Playbooks let you define your own security policies and customise the structure of your reports. While the Default Playbook covers many best practices, you may want to create one tailored to your organisation's needs.

Bootstrap a skeleton

The fastest way to start is to scaffold a minimal skeleton with the bootstrap command, then edit it to match your policy:

regis bootstrap playbook my-security-policy

This creates a my-security-policy/ directory with a playbook.yaml stub. The command prompts you for:

  • Name: The display name of your playbook (for example, "Corporate Security Policy").
  • Slug: A short identifier used for file generation (for example, corp-security).

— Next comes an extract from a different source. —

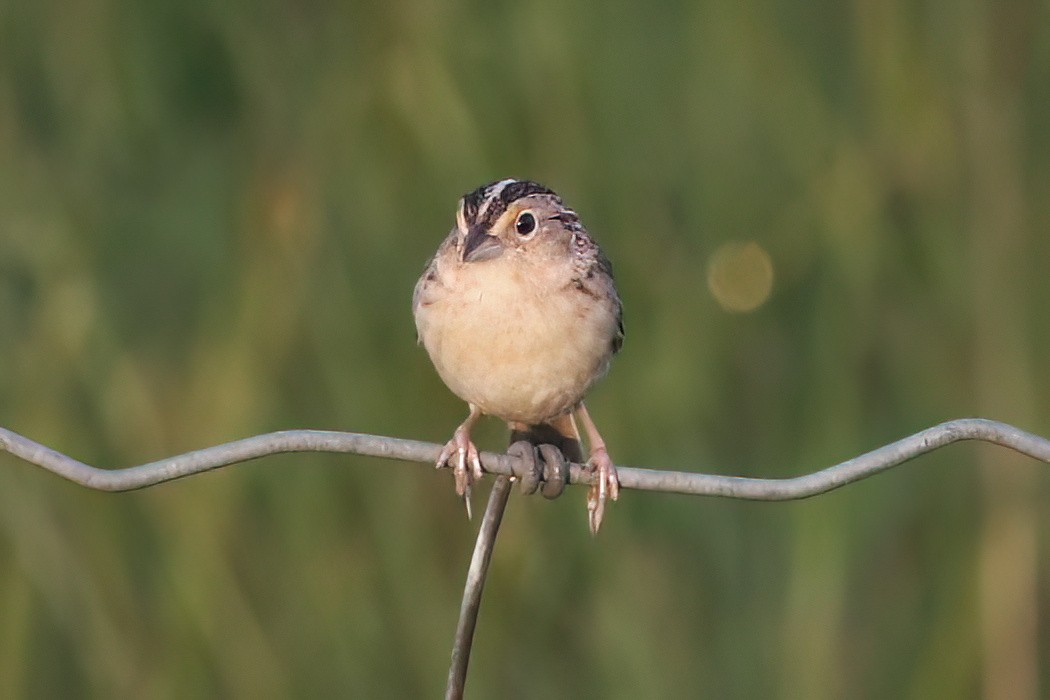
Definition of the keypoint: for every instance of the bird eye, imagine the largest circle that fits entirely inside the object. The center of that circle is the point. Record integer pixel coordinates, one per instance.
(525, 224)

Understand the playbook structure

A minimal playbook uses the Kubernetes-style envelope (apiVersion/kind/metadata/spec). Each rule binds a provider criterion by slug:

# yaml-language-server: $schema=https://trivoallan.github.io/regis/schemas/playbook/v1alpha1/playbook.schema.json
apiVersion: regis.io/v1alpha1
kind: Playbook
metadata:
  name: my-security-policy # machine id — RFC 1123 DNS label
  title: My Security Policy # display name
  labels:
    app.kubernetes.io/version: "1.0.0"

spec:
  tiers:
    - name: Gold
      condition: { ">": [{ var: rules_summary.score }, 90] }
    - name: Silver
      condition: { ">": [{ var: rules_summary.score }, 70] }

  rules:
    - provider: cve
      criterion: cve-count
      slug: cve-critical
      level: critical
      options:
        level: critical
        max_count: 0

    - provider: hadolint
      criterion: severity-count
      slug: hadolint-errors
      level: warning
      options:
        level: error
        max_count: 0

Key concepts:

  • Rules (under spec.rules): Each rule binds a provider criterion (criterion:) with a unique slug, a level that affects scoring, and provider-specific options.
  • Tiers (under spec.tiers): Named compliance levels resolved from rules_summary.score using JSON Logic conditions.
  • Results path: Raw analyser data is accessible via dot-notation (for example, results.cve.critical_count).
tip

To migrate an existing playbook from the old schemaVersion/name format, run regis playbook upgrade path/to/playbook.yaml. See the upgrade guide for details.

Run your playbook

regis analyze nginx:latest --playbook my-policy/ --html

Iterate locally (dry-run)

Iterate on rules without re-analysing the image:

# 1. Save analysis results
regis analyze nginx:latest -o report.json

# 2. Re-evaluate against the saved report
regis evaluate report.json --playbook my-policy/ --html
tip

For the full list of available rule templates, providers, and advanced options (badges, GitLab checklists, inputs schema), see the Playbook Schema Reference and the Playbooks concept guide.